Je lichaam groeit en beweegt. Daar heb je wel energie voor nodig. Hoe kom je aan deze energie? Als je iets eet, geef je jouw lichaam energie. In snoep zit bijvoorbeeld veel suiker. Deze suiker wordt door je lichaam omgezet in een natuurlijke suiker: glucose. Dat is een brandstof die jouw lichaam nodig heeft. Het is net als benzine voor een auto, zonder benzine kan je niet rijden.
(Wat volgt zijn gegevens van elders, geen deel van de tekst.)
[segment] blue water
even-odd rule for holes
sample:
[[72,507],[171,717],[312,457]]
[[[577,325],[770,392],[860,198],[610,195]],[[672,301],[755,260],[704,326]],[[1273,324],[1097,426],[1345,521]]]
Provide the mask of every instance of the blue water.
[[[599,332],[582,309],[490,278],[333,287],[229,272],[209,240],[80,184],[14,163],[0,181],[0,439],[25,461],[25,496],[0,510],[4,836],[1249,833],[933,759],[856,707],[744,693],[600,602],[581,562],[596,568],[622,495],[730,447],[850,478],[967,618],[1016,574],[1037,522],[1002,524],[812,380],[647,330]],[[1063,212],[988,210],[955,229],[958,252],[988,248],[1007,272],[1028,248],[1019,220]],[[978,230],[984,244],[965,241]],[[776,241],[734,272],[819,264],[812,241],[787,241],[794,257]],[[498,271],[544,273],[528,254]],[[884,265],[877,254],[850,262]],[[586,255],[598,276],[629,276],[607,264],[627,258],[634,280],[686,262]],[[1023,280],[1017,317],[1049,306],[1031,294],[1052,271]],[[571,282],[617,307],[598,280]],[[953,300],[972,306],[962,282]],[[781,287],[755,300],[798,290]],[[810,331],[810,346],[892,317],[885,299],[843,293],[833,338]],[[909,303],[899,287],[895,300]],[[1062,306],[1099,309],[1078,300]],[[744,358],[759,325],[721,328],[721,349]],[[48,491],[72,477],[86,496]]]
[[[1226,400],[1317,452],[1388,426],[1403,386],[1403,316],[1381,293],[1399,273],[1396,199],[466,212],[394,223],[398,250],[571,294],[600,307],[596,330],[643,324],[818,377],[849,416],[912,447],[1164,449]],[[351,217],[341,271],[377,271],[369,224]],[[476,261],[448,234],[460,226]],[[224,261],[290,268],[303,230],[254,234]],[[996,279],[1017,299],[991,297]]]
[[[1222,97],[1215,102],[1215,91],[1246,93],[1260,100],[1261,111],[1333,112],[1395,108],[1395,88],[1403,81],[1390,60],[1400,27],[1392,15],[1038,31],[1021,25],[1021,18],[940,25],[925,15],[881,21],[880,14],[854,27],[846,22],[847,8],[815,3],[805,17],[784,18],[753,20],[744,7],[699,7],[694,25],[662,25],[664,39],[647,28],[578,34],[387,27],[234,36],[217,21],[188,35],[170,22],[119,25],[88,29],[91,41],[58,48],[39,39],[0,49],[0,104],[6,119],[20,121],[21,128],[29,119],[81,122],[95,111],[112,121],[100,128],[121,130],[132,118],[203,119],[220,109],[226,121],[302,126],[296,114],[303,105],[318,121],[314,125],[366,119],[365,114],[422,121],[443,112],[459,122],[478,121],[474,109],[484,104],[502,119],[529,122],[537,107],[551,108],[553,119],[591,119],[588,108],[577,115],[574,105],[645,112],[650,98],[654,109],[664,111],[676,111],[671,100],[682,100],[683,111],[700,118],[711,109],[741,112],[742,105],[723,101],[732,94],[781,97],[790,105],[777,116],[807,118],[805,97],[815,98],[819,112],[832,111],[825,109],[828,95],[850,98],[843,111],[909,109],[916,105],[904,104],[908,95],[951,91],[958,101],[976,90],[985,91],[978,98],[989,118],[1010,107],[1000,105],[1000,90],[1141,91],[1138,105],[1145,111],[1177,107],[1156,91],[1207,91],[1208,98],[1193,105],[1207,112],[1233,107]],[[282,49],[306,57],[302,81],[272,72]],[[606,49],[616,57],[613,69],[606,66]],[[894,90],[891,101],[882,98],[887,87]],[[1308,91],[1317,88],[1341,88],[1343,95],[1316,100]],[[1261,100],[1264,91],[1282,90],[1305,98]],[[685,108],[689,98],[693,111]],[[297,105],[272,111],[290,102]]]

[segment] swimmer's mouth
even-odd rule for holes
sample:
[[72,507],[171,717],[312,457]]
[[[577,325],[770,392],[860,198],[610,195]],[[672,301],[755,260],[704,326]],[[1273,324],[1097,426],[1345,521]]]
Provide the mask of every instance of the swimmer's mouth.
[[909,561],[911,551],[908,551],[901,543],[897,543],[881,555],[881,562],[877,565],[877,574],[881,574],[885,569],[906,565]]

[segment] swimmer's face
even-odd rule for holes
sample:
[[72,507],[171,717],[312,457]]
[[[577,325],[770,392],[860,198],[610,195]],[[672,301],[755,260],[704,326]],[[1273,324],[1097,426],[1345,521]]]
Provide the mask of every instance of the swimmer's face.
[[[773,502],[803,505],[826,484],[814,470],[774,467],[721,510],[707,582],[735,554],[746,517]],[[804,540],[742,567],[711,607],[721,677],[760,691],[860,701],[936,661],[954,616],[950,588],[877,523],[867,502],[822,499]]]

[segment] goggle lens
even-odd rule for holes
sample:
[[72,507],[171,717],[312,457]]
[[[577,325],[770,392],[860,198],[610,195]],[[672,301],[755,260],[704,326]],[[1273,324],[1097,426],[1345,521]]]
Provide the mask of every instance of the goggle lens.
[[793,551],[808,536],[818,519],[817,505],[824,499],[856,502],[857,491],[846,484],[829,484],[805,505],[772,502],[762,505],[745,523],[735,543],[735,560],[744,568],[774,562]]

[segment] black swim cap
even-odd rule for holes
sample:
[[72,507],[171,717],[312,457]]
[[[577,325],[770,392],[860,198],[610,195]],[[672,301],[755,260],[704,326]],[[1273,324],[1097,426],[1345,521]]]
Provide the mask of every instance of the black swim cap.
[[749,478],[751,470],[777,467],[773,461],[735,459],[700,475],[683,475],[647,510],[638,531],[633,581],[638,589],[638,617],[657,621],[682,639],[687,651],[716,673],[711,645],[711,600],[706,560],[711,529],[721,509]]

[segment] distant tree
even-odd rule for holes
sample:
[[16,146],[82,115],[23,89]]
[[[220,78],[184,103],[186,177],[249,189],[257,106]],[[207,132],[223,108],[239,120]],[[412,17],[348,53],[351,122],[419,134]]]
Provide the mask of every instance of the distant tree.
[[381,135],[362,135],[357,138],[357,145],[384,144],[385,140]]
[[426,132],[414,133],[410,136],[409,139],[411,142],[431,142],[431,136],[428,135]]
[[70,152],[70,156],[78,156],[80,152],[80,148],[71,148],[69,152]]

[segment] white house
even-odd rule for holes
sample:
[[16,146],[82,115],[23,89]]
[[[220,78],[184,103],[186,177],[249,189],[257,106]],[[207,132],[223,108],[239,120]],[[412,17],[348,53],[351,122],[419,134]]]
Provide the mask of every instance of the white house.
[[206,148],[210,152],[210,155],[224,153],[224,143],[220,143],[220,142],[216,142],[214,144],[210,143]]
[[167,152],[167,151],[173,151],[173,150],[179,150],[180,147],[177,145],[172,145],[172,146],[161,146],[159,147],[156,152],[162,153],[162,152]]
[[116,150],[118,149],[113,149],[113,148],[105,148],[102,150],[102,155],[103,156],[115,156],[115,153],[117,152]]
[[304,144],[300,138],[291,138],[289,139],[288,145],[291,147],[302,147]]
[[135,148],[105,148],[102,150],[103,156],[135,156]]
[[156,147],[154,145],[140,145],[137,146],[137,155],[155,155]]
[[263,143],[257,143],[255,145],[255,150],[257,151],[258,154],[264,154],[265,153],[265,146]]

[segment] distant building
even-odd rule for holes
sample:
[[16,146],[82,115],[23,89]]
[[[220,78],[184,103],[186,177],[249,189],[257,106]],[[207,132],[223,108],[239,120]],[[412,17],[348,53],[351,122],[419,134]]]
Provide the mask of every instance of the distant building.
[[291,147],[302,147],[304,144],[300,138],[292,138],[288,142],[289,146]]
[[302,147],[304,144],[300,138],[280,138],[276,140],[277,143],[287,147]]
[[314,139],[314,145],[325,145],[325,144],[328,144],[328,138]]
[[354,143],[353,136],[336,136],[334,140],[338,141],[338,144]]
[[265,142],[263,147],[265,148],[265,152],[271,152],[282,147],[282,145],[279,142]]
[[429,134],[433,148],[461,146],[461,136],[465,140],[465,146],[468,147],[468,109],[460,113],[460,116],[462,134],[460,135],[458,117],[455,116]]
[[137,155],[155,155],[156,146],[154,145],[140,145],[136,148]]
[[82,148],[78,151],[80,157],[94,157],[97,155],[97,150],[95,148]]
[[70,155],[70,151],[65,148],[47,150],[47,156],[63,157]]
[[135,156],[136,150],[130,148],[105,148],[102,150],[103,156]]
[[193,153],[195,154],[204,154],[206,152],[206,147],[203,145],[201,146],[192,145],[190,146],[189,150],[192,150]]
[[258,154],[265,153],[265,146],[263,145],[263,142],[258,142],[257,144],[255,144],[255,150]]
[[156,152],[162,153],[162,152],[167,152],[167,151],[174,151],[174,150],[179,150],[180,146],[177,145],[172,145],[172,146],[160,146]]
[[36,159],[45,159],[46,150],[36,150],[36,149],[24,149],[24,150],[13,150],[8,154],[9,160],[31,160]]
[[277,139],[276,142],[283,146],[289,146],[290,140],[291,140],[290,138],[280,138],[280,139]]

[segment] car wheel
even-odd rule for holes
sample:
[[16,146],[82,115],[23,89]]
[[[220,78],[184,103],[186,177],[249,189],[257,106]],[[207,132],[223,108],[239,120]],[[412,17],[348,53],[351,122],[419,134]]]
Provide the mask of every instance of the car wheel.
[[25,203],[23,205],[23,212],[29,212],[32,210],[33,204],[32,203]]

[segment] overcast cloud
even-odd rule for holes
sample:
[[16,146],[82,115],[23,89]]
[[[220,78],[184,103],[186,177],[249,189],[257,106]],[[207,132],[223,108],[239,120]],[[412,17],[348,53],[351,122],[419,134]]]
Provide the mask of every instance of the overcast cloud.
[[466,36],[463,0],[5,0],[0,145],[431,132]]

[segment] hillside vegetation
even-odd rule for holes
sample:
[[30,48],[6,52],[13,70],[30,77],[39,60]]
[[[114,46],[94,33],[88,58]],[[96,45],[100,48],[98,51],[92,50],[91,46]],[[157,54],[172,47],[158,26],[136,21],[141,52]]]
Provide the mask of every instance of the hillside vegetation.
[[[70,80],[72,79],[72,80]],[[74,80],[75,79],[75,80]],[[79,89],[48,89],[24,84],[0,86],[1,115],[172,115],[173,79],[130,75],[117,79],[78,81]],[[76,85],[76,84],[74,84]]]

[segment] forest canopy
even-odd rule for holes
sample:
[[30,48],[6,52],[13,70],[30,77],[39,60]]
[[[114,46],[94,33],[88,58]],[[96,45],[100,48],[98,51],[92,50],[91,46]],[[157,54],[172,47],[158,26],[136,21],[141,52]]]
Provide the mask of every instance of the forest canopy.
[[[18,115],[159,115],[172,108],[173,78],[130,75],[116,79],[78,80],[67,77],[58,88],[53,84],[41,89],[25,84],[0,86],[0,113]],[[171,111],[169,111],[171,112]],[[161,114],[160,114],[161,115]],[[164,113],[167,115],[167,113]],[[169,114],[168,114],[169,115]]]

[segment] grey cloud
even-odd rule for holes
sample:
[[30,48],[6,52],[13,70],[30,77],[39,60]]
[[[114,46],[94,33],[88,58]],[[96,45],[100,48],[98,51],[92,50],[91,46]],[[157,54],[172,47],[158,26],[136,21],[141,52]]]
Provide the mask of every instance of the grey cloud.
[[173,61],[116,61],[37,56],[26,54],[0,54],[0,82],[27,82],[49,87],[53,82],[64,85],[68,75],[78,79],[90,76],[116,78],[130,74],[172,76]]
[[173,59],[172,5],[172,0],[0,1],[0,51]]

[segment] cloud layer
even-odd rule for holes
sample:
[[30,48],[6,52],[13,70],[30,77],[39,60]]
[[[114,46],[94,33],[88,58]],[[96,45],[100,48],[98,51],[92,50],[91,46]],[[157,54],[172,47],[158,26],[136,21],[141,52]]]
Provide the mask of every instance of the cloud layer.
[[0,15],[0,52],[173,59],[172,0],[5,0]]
Het stofje insuline zorgt voor een goede verdeling van glucose in je lichaam. Het zorgt ervoor dat teveel glucose in je bloed wordt opgenomen in de cellen van de lever en de spieren.
Insuline wordt aangemaakt door de alvleesklier. Als je diabetes hebt, maakt je lichaam te weinig insuline aan. Daardoor is de verdeling van glucose niet goed. Soms zit er te veel en soms juist te weinig glucose in het bloed. Dat is niet goed voor je lichaam. Bij te weinig glucose in je bloed kun je je dan bijvoorbeeld moe en duizelig voelen. Bij te veel glucose in je bloed krijg je last van dorst, veel plassen, moe en lusteloosheid en beschadigen op den duur je bloedvaten.